I use “>=” as opposed to “=” to ensure that, if there’s any holes in the ID’s, it wont return an empty dataset.

Of course, this is only useful when obtaining a single record, as the starting position is the only thing that’s random. If you need any more records, you’d have to get a new random number and perform another query.

A quick and dirty benchmark shows a pretty good performance increase. On a 600 row table with PostgreSQL 8.2, ORDER BY RANDOM takes ~2.1ms, where the other method takes between 0.200ms and 0.300ms.

Optionally, you could replace “SELECT MAX(id) FROM tbl” with “SELECT last_value FROM tbl_seq” for a performance increase, assuming you know the name of the sequence for the table you’re working on.

PostgreSQL And Count()

Wednesday, October 31st, 2007

One of the most irritating things about PostgreSQL is it’s inability to perform count() in a timely manner. It takes forever because it’s MVCC (Multi Version Concurrency) engine, which makes it so it has to iterate through all the rows to get an accurate count.

In the past, you could work around it by scheduling a VACUUM every hour and using this:

SELECT reltuples AS count FROM pg_class WHERE relname = ‘table name’ AND relkind = ‘r’;

But now there seems to be quite a bit of discussion about rewriting aggregates like count() in PostgreSQL. In 8.3 Beta, count() has been cleaned up a lot so it’s much faster and performs better under high load.
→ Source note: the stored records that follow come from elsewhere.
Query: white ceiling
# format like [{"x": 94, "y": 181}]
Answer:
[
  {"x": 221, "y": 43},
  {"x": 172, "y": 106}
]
There’s also been discussion about caching count()’s, which may prove difficult because of the Multi-Version nature of PostgreSQL.

MySQL Anguish

Saturday, October 6th, 2007

For most projects, I use PostgreSQL. It’s great, it scales extremely well across multi-core multi-cpu machines, it’s loaded with features, and it handles everything you can throw at it with grace. I also try to maintain respect for MySQL, and the last thing I want to start is a flame war, but dammit, every time I try doing something with MySQL, I run across bugs, things that weren’t thought out, and very unelegant solutions.

Just for instance, today I was laying out some tables for a MySQL project I’m working on in my spare time, and I came across one of the most retarded things ever: you can’t create a field with “now()” as the default value, unless the field is an actual timestamp (ie., doesn’t work for date, time, etc). Now that wouldn’t be so bad if you could use current_date() for the default value, but apparently MySQL won’t let me do that either.

Here’s the result on MySQL 5.0:

mysql> CREATE TABLE test (d DATE NOT NULL DEFAULT CURRENT_DATE());

ERROR 1064 (42000): You have an error in your SQL syntax; check the manual that corresponds to your MySQL server version for the right syntax to use near ‘CURRENT_DATE())’ at line 1

Update: Comments are disabled due to spamming.

This is why I love PostgreSQL

Saturday, August 18th, 2007

I’ve always loved PostgreSQL ever since I started really playing around with it’s potential. Now I always find myself stumbling upon new tricks and extremely elegant solutions to problems, that would be a pain in the ass to handle on the application side. Here’s a cool little feature I found while working on some logging stuff.

SELECT * FROM stats WHERE age(current_timestamp, created) <= ‘30 minutes’;

Very useful in some situations. I still haven’t found a MySQL equivalent.